Commerce Bancorp is expanding its reach into commercial mortgage banking.
The $3.8 billion-asset banking company, based in Cherry Hill, N.J., announced last week that it is forming Commerce Commercial Mortgage Banking Group, a move designed to tighten the link between its commercial real estate lending and the capital markets.
The group's mission is to originate and place mortgages with long-term lending sources such as insurance companies, conduit financing programs, and investment banks.
Commerce typically makes construction loans from $1 million to $7 million. Through the new group, it could make loans up to $20 million.
Bringing capital markets capabilities to small and midsize developers "is the natural progression and expansion of services for the real estate clients that we have," said Robert Falese, executive vice president and senior lending officer at Commerce.

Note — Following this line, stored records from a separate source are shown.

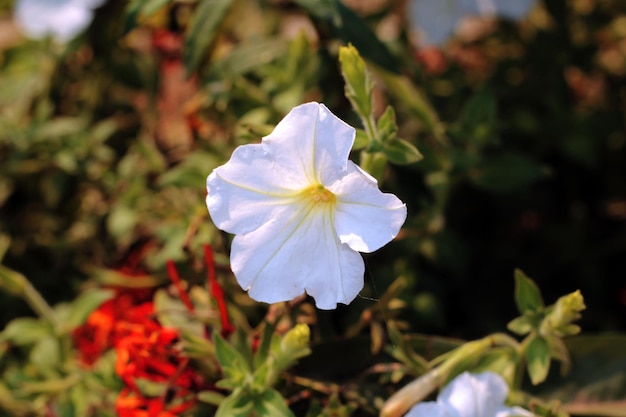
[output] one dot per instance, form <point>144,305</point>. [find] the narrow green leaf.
<point>401,152</point>
<point>25,331</point>
<point>527,294</point>
<point>417,102</point>
<point>211,397</point>
<point>264,345</point>
<point>272,404</point>
<point>141,9</point>
<point>234,365</point>
<point>205,23</point>
<point>387,128</point>
<point>359,86</point>
<point>237,404</point>
<point>538,359</point>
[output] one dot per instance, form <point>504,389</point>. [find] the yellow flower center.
<point>319,195</point>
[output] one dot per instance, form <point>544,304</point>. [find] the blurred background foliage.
<point>106,142</point>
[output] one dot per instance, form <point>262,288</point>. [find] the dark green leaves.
<point>138,10</point>
<point>527,295</point>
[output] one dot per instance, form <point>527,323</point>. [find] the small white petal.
<point>294,252</point>
<point>475,395</point>
<point>365,218</point>
<point>431,409</point>
<point>63,19</point>
<point>244,193</point>
<point>311,142</point>
<point>513,412</point>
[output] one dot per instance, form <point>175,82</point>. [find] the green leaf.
<point>477,120</point>
<point>387,128</point>
<point>353,29</point>
<point>596,382</point>
<point>272,404</point>
<point>138,10</point>
<point>505,172</point>
<point>359,86</point>
<point>234,365</point>
<point>237,404</point>
<point>538,359</point>
<point>46,353</point>
<point>12,282</point>
<point>264,344</point>
<point>527,294</point>
<point>24,331</point>
<point>560,317</point>
<point>401,152</point>
<point>82,306</point>
<point>416,101</point>
<point>211,397</point>
<point>203,29</point>
<point>520,325</point>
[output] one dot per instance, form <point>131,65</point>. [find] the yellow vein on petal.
<point>288,194</point>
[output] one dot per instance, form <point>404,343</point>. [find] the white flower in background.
<point>436,20</point>
<point>63,19</point>
<point>468,395</point>
<point>300,210</point>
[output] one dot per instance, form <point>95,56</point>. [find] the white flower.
<point>438,19</point>
<point>468,395</point>
<point>300,211</point>
<point>63,19</point>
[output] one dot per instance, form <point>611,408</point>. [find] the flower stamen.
<point>318,194</point>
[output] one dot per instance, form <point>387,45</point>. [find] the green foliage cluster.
<point>508,149</point>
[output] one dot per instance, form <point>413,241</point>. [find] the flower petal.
<point>475,395</point>
<point>297,251</point>
<point>312,143</point>
<point>431,409</point>
<point>245,192</point>
<point>365,217</point>
<point>512,412</point>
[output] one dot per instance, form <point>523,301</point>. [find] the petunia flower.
<point>301,211</point>
<point>471,395</point>
<point>63,19</point>
<point>438,19</point>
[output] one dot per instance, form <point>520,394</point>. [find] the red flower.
<point>130,404</point>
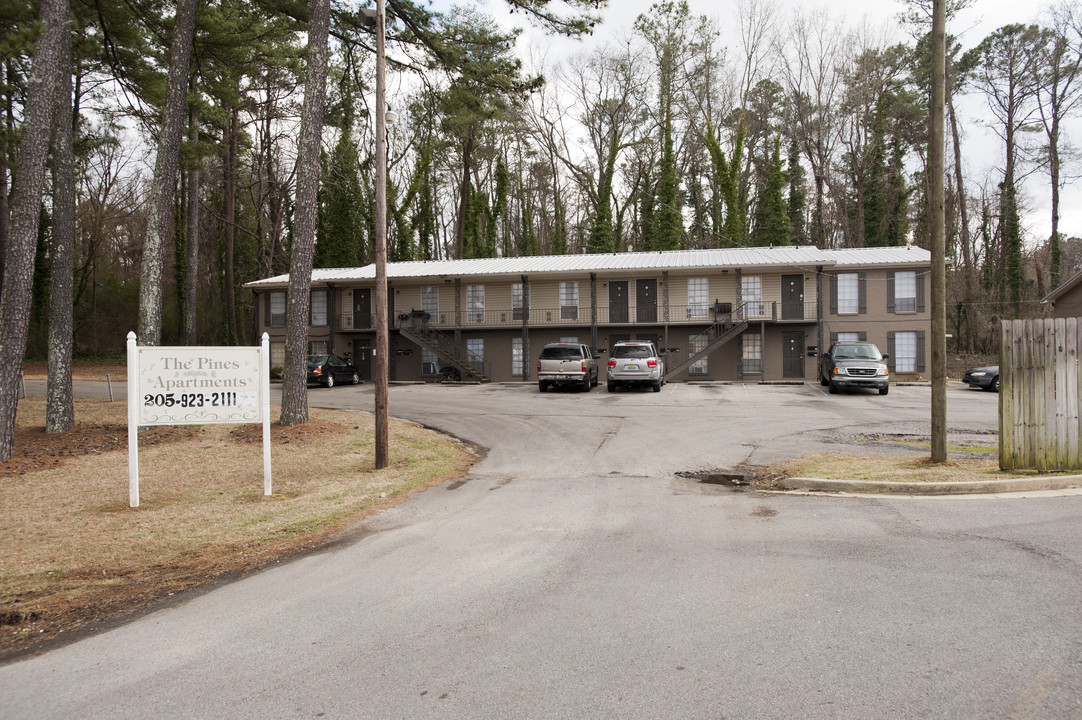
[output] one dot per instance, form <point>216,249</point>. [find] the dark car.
<point>330,369</point>
<point>986,378</point>
<point>854,365</point>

"We're in a unique position," Mr. Falese added. "We're small enough to make this work for the customer but large enough to support the investment."
The company named senior vice presidents James Byron and Anthony DiNicholas to head up the program. Mr. Byron and Mr. DiNicholas previously worked at David Cranheim Mortgage Corp., Chatham, N.J. Mr. Falese said he plans to add two to four executives to the group in the next 18 months.
Construction loans make up 25% to 30% of Commerce's loan portfolio. The bank typically loans up to 70% of a given project's value and requires the developer to finance 20% to 30% with equity contributions.
Commerce operates throughout New Jersey, southeastern Pennsylvania, and Delaware.
Donald Eisen, a senior managing director at Cushman & Wakefield, said that in this region "everything is in place for a great real estate market.
"The area is benefiting from high employment, a very strong dollar, and low interest rates. In addition, suburban markets are going to further benefit from a New York City market that is very tight," he said.
A real estate banker at another institution applauded Commerce's move. "Your portfolio is a sitting duck if you don't have that capacity," the banker said. "More and more capital markets products are being created for the real estate client base, and if you don't deliver that full service, someone else will wind up with the business."